July 7, 2019, National Public Radio’s Life and Health in Rural America’s Series
Telehealth turned Jill Hill’s life around.
The 63-year-old lives on the edge of rural Grass Valley, an old mining town in the Sierra Nevada foothills of northern California. She was devastated after her husband Dennis passed away in the fall of 2014 after a long series of medical and financial setbacks.
“I was grief-stricken and my self-esteem was down,” Hill remembers. “I didn’t care about myself. I didn’t brush my hair. I was isolated. I just kind of locked myself in the bedroom.”
Hill says knew she needed therapy to deal with her deepening depression. But the main health center in her rural town had just two therapists. Hill was told she’d only be able to see a therapist once a month.
Then, Brandy Hartsgrove called to say Hill was eligible via MediCal (California’s version of Medicaid) for a program that could offer her 30-minute video counseling sessions twice a week. The sessions would be via a computer screen with a therapist who was hundreds of miles south, in San Diego.
Hartsgrove co-ordinates telehealth for the Chapa-de Indian Health Clinic, which is a 10-minute drive from Hills’s home. Hill would sit in a comfy chair facing a screen in a small private room, Hartsgrove explained, to see and talk with her counselor in an otherwise traditional therapy session.
Hill thought it sounded “a bit impersonal;” but was desperate for the counseling. She agreed to give it a try.

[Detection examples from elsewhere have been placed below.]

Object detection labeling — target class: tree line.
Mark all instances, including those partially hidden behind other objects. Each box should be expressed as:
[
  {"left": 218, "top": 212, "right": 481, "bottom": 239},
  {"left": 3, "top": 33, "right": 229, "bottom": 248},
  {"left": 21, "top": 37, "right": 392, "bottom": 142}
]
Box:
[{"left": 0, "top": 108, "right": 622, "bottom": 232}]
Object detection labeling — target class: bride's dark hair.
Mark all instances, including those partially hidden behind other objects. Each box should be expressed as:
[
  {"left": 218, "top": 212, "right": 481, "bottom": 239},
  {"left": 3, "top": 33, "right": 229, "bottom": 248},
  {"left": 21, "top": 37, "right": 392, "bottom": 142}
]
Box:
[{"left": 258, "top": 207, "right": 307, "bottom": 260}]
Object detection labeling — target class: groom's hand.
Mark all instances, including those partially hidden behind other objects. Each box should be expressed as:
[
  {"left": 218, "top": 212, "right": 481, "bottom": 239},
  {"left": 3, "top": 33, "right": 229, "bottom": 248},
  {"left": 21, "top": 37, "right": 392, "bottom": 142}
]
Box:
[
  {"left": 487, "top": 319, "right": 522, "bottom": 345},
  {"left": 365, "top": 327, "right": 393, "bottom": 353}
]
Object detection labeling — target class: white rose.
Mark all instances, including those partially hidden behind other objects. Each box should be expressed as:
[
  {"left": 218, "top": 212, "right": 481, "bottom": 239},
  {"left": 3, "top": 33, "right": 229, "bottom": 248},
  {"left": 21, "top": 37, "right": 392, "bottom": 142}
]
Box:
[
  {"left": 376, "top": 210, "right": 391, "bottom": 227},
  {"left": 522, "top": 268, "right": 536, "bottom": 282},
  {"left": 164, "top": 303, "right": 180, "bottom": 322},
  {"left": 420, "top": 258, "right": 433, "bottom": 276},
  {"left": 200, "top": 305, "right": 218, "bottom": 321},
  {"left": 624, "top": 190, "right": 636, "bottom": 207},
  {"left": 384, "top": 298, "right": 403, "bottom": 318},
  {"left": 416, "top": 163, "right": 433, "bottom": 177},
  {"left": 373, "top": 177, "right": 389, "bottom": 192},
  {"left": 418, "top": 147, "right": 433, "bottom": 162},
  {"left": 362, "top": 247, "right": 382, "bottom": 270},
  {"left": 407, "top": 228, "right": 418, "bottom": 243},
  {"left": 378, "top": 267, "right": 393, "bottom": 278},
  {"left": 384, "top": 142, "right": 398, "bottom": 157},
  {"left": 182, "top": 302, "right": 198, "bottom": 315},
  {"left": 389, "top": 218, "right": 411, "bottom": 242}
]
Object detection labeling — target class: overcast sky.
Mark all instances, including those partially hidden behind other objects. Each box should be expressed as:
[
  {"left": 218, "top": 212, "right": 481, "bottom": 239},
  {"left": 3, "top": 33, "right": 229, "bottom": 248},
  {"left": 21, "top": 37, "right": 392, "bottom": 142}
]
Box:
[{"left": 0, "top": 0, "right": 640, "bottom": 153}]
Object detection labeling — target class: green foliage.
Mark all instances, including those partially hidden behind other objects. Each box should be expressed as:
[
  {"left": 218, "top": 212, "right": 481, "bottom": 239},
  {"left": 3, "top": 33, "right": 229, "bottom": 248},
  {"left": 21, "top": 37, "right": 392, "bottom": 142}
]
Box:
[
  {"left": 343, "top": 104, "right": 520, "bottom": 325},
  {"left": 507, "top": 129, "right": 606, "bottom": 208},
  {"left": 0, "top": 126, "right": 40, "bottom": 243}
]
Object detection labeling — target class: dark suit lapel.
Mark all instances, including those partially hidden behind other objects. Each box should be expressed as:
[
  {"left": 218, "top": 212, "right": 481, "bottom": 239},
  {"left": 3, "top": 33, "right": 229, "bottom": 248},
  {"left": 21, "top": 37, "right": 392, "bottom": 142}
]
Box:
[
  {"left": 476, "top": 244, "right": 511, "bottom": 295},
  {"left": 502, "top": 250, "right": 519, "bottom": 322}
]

Hill is one of a growing number of Americans turning to telehealth appointments with medical providers in the wake of widespread hospital closings in remote communities, and a shortage of local primary care doctors, specialists and other providers.
Long-distance doctor-to-doctor consultations via video also fall under the “telehealth” or “telemedicine” rubric.
A recent NPR poll of rural Americans found that nearly a quarter have used some kind of telehealth service within the past few years; 14% say they received a diagnosis or treatment from a doctor or other health care professional using email, text messaging, live text chat, a mobile app, or a live video like FaceTime or Skype. And 15% say they have received a diagnosis or treatment from a doctor or other health professional over the phone.